インタビュー01

インタビュー時年齢:56歳(2016年2月20日)

プロフィール

52歳の時に人間ドックで乳がんが見つかり、がん診療連携拠点病院で乳房温存手術と放射線治療を受けて、抗がん剤治療(TC療法)を受けた。抗がん剤の点滴を受けて数日後、白血球の値が下がる頃になると、激しい歯肉炎に悩まされるようになった。それまでも疲れた時に歯ぐきから出血したり、歯ぐきが腫れたりすることがあり、歯科医から歯周病を指摘されていたが、抗がん剤治療時の歯肉炎はそれまでに経験したことのないつらさで、上あごの左半分が腫れあがって、痛みでものが噛めず、夜も眠れない状況になった。

同じ抗がん剤の副作用で目まいが起きた時には、院内の耳鼻科を紹介してもらえたが、歯肉炎については、電話で相談しても地元の歯科医院に行くように言われただけで、紹介状ももらえなかった。10代の頃からかかりつけの歯科医院で相談したところ、痛んでいる左上の奥歯は歯周病が進んでいて歯根もあまり残っていないので、抜いたほうがいいと言われた。しかし、歯列矯正のために永久歯を上下計4本抜歯しているため、それ以上歯を失うことには抵抗があり、何とか保存的に痛みを抑えてほしいと頼んで、1回目は痛み止めを処方してもらい、氷を口に含んで外からも冷やすなどして乗り切った。しかし、次のクールでもまた痛みが強くなり、今後も治療が続くことを考えると、もう抜くしかないと思って、抜いてもらったところ、痛みはてきめんに治まった。

抗がん剤治療を受ける前に、予想される副作用として吐き気や味覚障害の他、口内炎については説明を受けていたが、歯周病の悪化で歯肉炎が起きることは聞いていなかった。手術前にグラグラしている歯があるかどうかは聞かれたが、抗がん剤治療の前に歯周病があるかどうかは聞かれなかったと思う。がん治療を行う病院では、抗がん剤治療が歯や歯ぐきに及ぼす影響についても事前説明をすべきだと思うし、もっと歯科との連携を取ってほしい。

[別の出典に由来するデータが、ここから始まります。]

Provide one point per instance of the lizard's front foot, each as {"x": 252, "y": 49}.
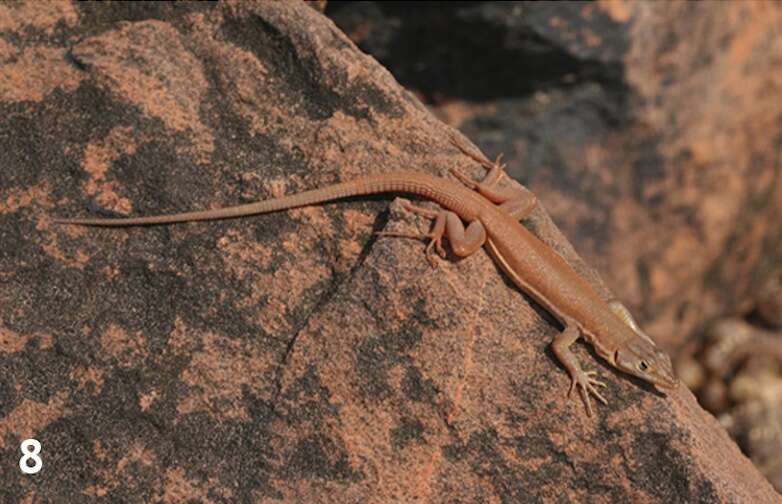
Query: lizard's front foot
{"x": 586, "y": 382}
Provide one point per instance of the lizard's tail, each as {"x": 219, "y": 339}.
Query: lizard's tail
{"x": 369, "y": 185}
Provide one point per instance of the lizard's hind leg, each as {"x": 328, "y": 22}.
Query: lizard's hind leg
{"x": 518, "y": 201}
{"x": 464, "y": 242}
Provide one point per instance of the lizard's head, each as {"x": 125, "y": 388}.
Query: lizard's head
{"x": 643, "y": 359}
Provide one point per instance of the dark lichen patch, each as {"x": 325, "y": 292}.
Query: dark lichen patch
{"x": 94, "y": 19}
{"x": 417, "y": 388}
{"x": 318, "y": 456}
{"x": 275, "y": 49}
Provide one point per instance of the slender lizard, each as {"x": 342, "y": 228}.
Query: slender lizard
{"x": 492, "y": 214}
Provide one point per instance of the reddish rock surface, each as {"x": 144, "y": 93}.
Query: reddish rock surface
{"x": 291, "y": 357}
{"x": 650, "y": 131}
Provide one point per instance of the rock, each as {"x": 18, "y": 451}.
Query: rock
{"x": 649, "y": 131}
{"x": 293, "y": 357}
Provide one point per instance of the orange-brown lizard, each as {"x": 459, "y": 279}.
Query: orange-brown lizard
{"x": 492, "y": 214}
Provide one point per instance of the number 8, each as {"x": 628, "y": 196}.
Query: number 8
{"x": 30, "y": 450}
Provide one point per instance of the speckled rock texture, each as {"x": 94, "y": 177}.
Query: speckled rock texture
{"x": 293, "y": 357}
{"x": 650, "y": 130}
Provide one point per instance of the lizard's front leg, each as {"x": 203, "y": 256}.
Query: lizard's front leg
{"x": 464, "y": 242}
{"x": 584, "y": 380}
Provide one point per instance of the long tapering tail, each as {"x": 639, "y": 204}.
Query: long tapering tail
{"x": 406, "y": 182}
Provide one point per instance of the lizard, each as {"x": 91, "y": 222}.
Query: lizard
{"x": 492, "y": 214}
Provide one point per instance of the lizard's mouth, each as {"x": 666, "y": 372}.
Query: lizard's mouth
{"x": 666, "y": 383}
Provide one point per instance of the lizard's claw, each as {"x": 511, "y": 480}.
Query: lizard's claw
{"x": 586, "y": 383}
{"x": 435, "y": 244}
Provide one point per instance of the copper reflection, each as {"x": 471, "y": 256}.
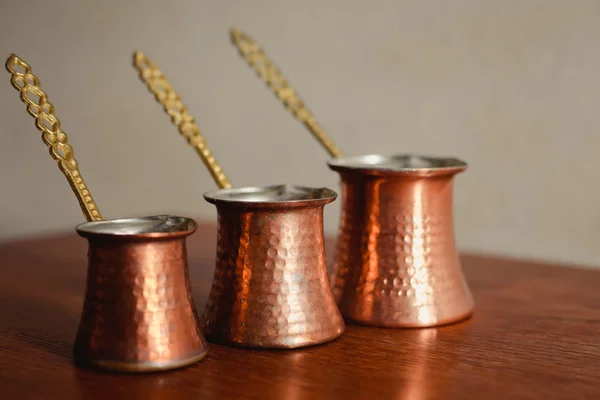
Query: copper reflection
{"x": 270, "y": 287}
{"x": 138, "y": 314}
{"x": 396, "y": 262}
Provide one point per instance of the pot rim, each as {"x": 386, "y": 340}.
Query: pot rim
{"x": 276, "y": 196}
{"x": 398, "y": 164}
{"x": 157, "y": 226}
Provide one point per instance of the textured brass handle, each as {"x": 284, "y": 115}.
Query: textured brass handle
{"x": 164, "y": 93}
{"x": 270, "y": 74}
{"x": 42, "y": 110}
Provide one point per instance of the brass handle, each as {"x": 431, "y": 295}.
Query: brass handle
{"x": 42, "y": 110}
{"x": 270, "y": 74}
{"x": 164, "y": 93}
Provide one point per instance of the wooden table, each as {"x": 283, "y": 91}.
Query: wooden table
{"x": 535, "y": 334}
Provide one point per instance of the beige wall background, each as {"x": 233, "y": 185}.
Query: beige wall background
{"x": 512, "y": 87}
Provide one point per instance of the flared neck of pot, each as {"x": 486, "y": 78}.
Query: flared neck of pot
{"x": 406, "y": 165}
{"x": 278, "y": 197}
{"x": 135, "y": 229}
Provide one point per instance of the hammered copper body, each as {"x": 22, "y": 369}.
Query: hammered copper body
{"x": 270, "y": 287}
{"x": 396, "y": 262}
{"x": 138, "y": 314}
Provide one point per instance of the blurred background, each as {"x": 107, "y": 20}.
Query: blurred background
{"x": 511, "y": 87}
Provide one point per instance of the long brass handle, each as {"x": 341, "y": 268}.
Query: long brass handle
{"x": 270, "y": 74}
{"x": 39, "y": 107}
{"x": 164, "y": 93}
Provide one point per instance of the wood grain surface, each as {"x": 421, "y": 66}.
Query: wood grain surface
{"x": 534, "y": 335}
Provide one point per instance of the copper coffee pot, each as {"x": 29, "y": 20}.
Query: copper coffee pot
{"x": 138, "y": 314}
{"x": 396, "y": 262}
{"x": 270, "y": 287}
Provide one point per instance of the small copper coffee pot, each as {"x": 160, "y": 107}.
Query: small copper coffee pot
{"x": 396, "y": 262}
{"x": 270, "y": 287}
{"x": 138, "y": 314}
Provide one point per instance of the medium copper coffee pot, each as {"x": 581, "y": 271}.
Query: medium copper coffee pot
{"x": 396, "y": 262}
{"x": 270, "y": 287}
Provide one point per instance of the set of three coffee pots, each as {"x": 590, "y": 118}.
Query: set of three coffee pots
{"x": 395, "y": 265}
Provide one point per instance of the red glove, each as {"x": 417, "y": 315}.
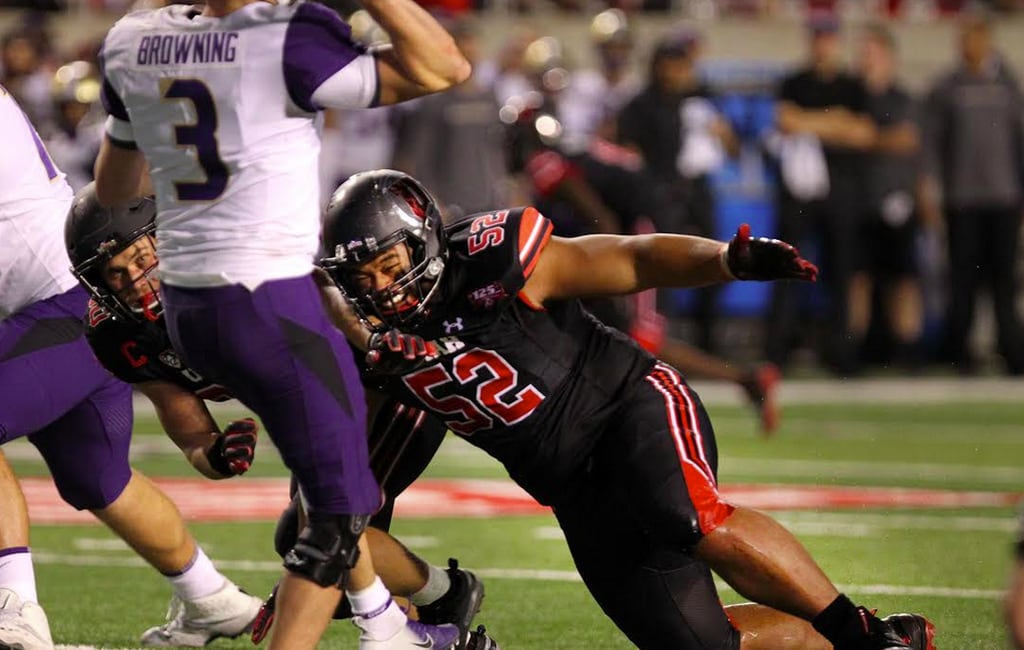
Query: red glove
{"x": 231, "y": 453}
{"x": 764, "y": 259}
{"x": 396, "y": 352}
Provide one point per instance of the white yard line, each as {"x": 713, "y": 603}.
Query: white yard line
{"x": 520, "y": 574}
{"x": 875, "y": 469}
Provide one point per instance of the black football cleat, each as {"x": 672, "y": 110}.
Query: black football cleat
{"x": 478, "y": 640}
{"x": 459, "y": 605}
{"x": 915, "y": 631}
{"x": 263, "y": 620}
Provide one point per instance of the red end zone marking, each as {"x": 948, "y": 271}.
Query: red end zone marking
{"x": 262, "y": 500}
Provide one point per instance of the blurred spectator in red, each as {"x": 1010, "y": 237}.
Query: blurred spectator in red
{"x": 505, "y": 74}
{"x": 595, "y": 95}
{"x": 675, "y": 127}
{"x": 26, "y": 75}
{"x": 888, "y": 234}
{"x": 975, "y": 145}
{"x": 821, "y": 114}
{"x": 78, "y": 122}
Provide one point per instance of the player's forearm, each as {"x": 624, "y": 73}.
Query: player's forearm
{"x": 121, "y": 174}
{"x": 199, "y": 458}
{"x": 426, "y": 52}
{"x": 678, "y": 260}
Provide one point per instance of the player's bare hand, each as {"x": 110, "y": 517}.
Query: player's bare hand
{"x": 765, "y": 259}
{"x": 232, "y": 451}
{"x": 395, "y": 351}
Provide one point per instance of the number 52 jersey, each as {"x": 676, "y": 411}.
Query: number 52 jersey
{"x": 534, "y": 387}
{"x": 225, "y": 111}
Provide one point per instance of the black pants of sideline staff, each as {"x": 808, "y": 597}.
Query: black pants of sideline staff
{"x": 983, "y": 247}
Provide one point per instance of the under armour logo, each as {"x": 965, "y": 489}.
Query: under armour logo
{"x": 455, "y": 326}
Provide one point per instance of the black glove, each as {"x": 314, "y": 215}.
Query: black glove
{"x": 231, "y": 453}
{"x": 764, "y": 259}
{"x": 396, "y": 352}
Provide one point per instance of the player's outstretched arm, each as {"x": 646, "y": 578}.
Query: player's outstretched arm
{"x": 122, "y": 174}
{"x": 608, "y": 265}
{"x": 187, "y": 422}
{"x": 422, "y": 58}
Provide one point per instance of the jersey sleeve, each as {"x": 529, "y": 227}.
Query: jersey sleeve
{"x": 119, "y": 127}
{"x": 114, "y": 348}
{"x": 499, "y": 251}
{"x": 323, "y": 66}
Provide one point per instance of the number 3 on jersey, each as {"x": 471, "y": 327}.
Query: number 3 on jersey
{"x": 494, "y": 397}
{"x": 202, "y": 135}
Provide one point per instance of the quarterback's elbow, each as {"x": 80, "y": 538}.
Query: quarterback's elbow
{"x": 456, "y": 72}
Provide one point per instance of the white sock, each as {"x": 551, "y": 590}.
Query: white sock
{"x": 380, "y": 617}
{"x": 16, "y": 573}
{"x": 199, "y": 578}
{"x": 438, "y": 582}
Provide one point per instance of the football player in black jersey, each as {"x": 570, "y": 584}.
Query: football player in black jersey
{"x": 584, "y": 419}
{"x": 608, "y": 188}
{"x": 114, "y": 257}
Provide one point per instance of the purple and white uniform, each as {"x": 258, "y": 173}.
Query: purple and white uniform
{"x": 226, "y": 112}
{"x": 51, "y": 387}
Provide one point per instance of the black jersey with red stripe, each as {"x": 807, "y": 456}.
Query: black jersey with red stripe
{"x": 139, "y": 352}
{"x": 534, "y": 387}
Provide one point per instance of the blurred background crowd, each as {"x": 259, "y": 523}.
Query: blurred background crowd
{"x": 885, "y": 137}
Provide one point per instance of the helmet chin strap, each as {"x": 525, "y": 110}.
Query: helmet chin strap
{"x": 150, "y": 302}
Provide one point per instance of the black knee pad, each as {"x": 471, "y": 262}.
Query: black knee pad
{"x": 287, "y": 531}
{"x": 327, "y": 549}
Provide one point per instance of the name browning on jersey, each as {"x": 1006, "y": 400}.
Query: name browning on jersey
{"x": 215, "y": 47}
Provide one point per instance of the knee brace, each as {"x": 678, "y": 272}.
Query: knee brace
{"x": 327, "y": 549}
{"x": 287, "y": 531}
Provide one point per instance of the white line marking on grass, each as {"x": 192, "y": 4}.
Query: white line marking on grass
{"x": 98, "y": 544}
{"x": 916, "y": 522}
{"x": 849, "y": 427}
{"x": 873, "y": 469}
{"x": 519, "y": 574}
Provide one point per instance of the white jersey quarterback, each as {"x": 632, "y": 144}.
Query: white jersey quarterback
{"x": 225, "y": 111}
{"x": 34, "y": 203}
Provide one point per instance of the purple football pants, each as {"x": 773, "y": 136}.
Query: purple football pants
{"x": 278, "y": 353}
{"x": 54, "y": 391}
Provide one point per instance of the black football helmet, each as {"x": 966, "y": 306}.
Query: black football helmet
{"x": 369, "y": 214}
{"x": 93, "y": 234}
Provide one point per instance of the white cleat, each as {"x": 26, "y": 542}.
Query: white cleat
{"x": 23, "y": 625}
{"x": 412, "y": 636}
{"x": 228, "y": 612}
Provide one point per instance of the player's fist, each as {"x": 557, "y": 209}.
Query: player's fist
{"x": 232, "y": 451}
{"x": 763, "y": 259}
{"x": 395, "y": 351}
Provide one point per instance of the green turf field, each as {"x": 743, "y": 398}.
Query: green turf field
{"x": 946, "y": 563}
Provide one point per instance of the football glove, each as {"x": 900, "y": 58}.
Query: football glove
{"x": 764, "y": 259}
{"x": 395, "y": 352}
{"x": 232, "y": 451}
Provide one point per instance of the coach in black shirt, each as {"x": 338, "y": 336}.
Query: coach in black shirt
{"x": 825, "y": 101}
{"x": 975, "y": 146}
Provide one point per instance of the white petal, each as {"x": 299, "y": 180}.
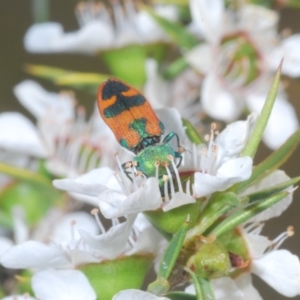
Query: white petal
{"x": 147, "y": 197}
{"x": 276, "y": 210}
{"x": 33, "y": 254}
{"x": 42, "y": 104}
{"x": 231, "y": 172}
{"x": 244, "y": 283}
{"x": 136, "y": 295}
{"x": 19, "y": 297}
{"x": 171, "y": 119}
{"x": 19, "y": 135}
{"x": 178, "y": 199}
{"x": 258, "y": 19}
{"x": 200, "y": 58}
{"x": 49, "y": 37}
{"x": 288, "y": 50}
{"x": 207, "y": 15}
{"x": 111, "y": 244}
{"x": 155, "y": 89}
{"x": 281, "y": 270}
{"x": 61, "y": 285}
{"x": 217, "y": 102}
{"x": 91, "y": 183}
{"x": 67, "y": 228}
{"x": 21, "y": 231}
{"x": 232, "y": 140}
{"x": 282, "y": 123}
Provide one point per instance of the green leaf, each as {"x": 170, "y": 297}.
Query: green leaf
{"x": 177, "y": 32}
{"x": 192, "y": 133}
{"x": 180, "y": 296}
{"x": 219, "y": 204}
{"x": 266, "y": 193}
{"x": 36, "y": 200}
{"x": 246, "y": 214}
{"x": 128, "y": 63}
{"x": 76, "y": 80}
{"x": 273, "y": 162}
{"x": 170, "y": 256}
{"x": 172, "y": 220}
{"x": 111, "y": 276}
{"x": 175, "y": 68}
{"x": 255, "y": 138}
{"x": 160, "y": 285}
{"x": 203, "y": 287}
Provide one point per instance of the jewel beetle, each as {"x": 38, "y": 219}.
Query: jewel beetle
{"x": 137, "y": 128}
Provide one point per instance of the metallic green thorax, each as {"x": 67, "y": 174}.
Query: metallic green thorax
{"x": 147, "y": 159}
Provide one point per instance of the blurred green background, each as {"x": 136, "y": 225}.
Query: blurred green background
{"x": 15, "y": 18}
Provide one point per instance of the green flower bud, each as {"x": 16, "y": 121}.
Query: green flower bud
{"x": 171, "y": 221}
{"x": 211, "y": 261}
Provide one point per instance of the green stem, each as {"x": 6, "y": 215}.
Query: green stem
{"x": 262, "y": 121}
{"x": 244, "y": 215}
{"x": 25, "y": 175}
{"x": 218, "y": 205}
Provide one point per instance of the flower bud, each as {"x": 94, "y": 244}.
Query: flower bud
{"x": 210, "y": 261}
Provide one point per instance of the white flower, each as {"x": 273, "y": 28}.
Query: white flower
{"x": 180, "y": 93}
{"x": 136, "y": 295}
{"x": 74, "y": 241}
{"x": 99, "y": 30}
{"x": 55, "y": 252}
{"x": 59, "y": 285}
{"x": 218, "y": 165}
{"x": 234, "y": 79}
{"x": 73, "y": 145}
{"x": 215, "y": 167}
{"x": 114, "y": 192}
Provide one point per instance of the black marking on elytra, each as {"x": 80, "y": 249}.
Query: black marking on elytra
{"x": 116, "y": 88}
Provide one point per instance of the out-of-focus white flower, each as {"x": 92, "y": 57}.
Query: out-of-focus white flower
{"x": 242, "y": 50}
{"x": 52, "y": 250}
{"x": 277, "y": 267}
{"x": 180, "y": 94}
{"x": 75, "y": 241}
{"x": 215, "y": 167}
{"x": 60, "y": 285}
{"x": 136, "y": 295}
{"x": 73, "y": 145}
{"x": 99, "y": 30}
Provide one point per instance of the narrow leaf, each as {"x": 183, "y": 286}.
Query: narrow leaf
{"x": 161, "y": 285}
{"x": 192, "y": 133}
{"x": 77, "y": 80}
{"x": 272, "y": 162}
{"x": 273, "y": 190}
{"x": 246, "y": 214}
{"x": 262, "y": 121}
{"x": 25, "y": 175}
{"x": 203, "y": 287}
{"x": 177, "y": 32}
{"x": 170, "y": 256}
{"x": 180, "y": 296}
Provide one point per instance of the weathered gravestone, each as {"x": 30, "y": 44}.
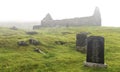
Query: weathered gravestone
{"x": 81, "y": 42}
{"x": 34, "y": 42}
{"x": 95, "y": 52}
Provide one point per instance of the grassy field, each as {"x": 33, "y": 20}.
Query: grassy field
{"x": 57, "y": 58}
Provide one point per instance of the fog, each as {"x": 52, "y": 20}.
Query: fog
{"x": 19, "y": 12}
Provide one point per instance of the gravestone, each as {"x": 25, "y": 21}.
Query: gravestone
{"x": 95, "y": 52}
{"x": 34, "y": 42}
{"x": 81, "y": 42}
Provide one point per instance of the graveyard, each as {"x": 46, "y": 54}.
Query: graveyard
{"x": 54, "y": 49}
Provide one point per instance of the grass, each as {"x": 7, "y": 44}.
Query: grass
{"x": 57, "y": 58}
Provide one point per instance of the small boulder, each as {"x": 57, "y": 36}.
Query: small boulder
{"x": 60, "y": 42}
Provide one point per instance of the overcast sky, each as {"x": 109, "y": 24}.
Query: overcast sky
{"x": 35, "y": 10}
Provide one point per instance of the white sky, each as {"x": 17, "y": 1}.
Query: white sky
{"x": 35, "y": 10}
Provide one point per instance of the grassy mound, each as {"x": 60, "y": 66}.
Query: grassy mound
{"x": 57, "y": 58}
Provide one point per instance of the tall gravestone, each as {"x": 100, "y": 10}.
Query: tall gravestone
{"x": 95, "y": 52}
{"x": 81, "y": 42}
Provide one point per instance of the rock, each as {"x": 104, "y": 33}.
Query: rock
{"x": 22, "y": 43}
{"x": 34, "y": 42}
{"x": 60, "y": 42}
{"x": 14, "y": 28}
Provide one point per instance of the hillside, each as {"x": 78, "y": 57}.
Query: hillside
{"x": 57, "y": 58}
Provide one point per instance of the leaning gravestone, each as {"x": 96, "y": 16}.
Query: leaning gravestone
{"x": 81, "y": 42}
{"x": 95, "y": 52}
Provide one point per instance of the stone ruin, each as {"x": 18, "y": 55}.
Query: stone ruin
{"x": 94, "y": 20}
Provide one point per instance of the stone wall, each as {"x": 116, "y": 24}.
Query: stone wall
{"x": 94, "y": 20}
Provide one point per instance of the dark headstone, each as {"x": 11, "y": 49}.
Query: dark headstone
{"x": 60, "y": 42}
{"x": 22, "y": 43}
{"x": 81, "y": 42}
{"x": 14, "y": 28}
{"x": 95, "y": 51}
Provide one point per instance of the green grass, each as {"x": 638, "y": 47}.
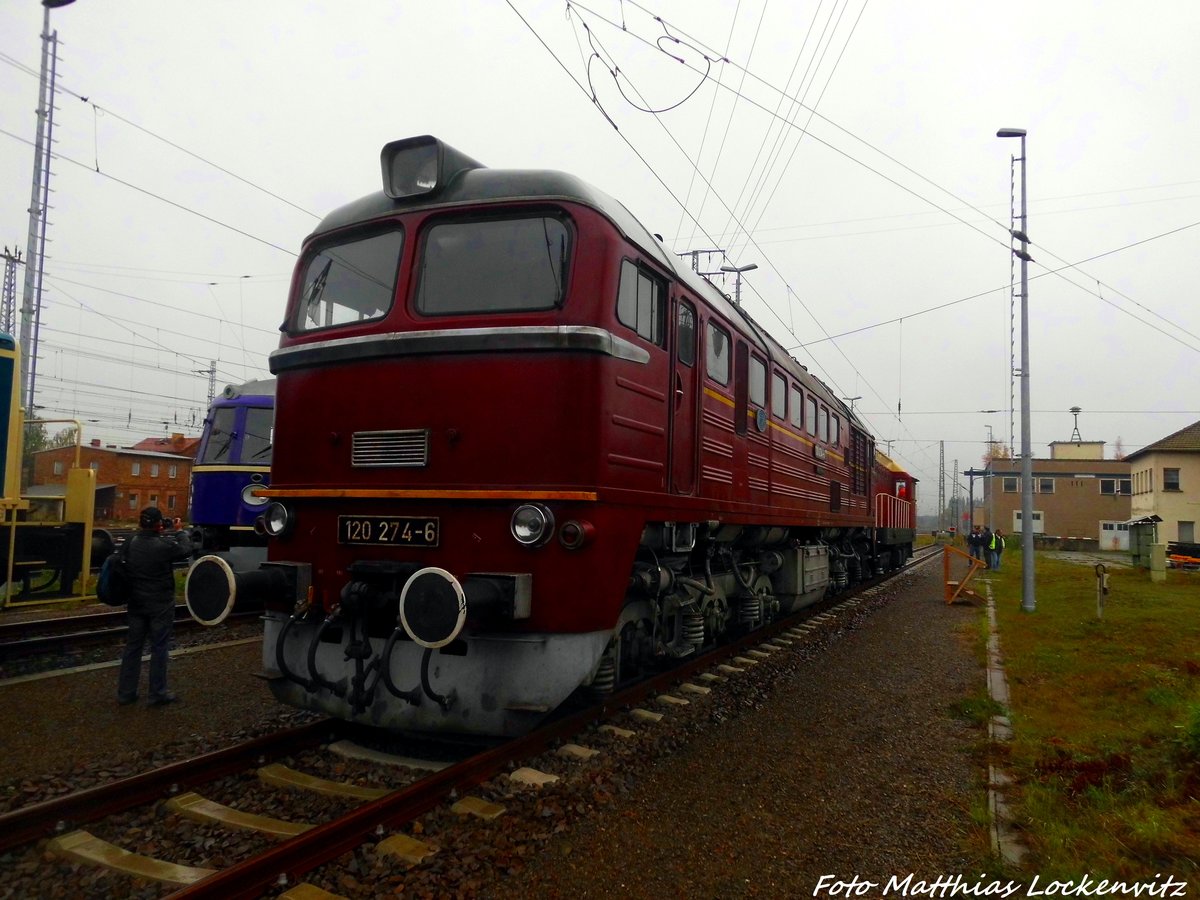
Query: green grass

現在、抜歯したあとはそのままになっているが、特にそれで不都合はない。しかし、たとえ1本でも歯を失ったことはショックであり、その隣の歯も歯周ポケットが深くなっているので、少しでも長く保たせるようにブラッシングやフロスなどで丁寧にケアをしている。それまでは歯磨きをするときはむし歯のことだけを意識していたが、歯を失くしてからは「歯周病は侮れない」と思うようになり、時間をかけて歯ぐきのケアをするようになった。84歳の実母は自分の歯がまだすべて残っており、肉でも何でも元気に食べられるのを見ていると、自分もそうなりたいと思う。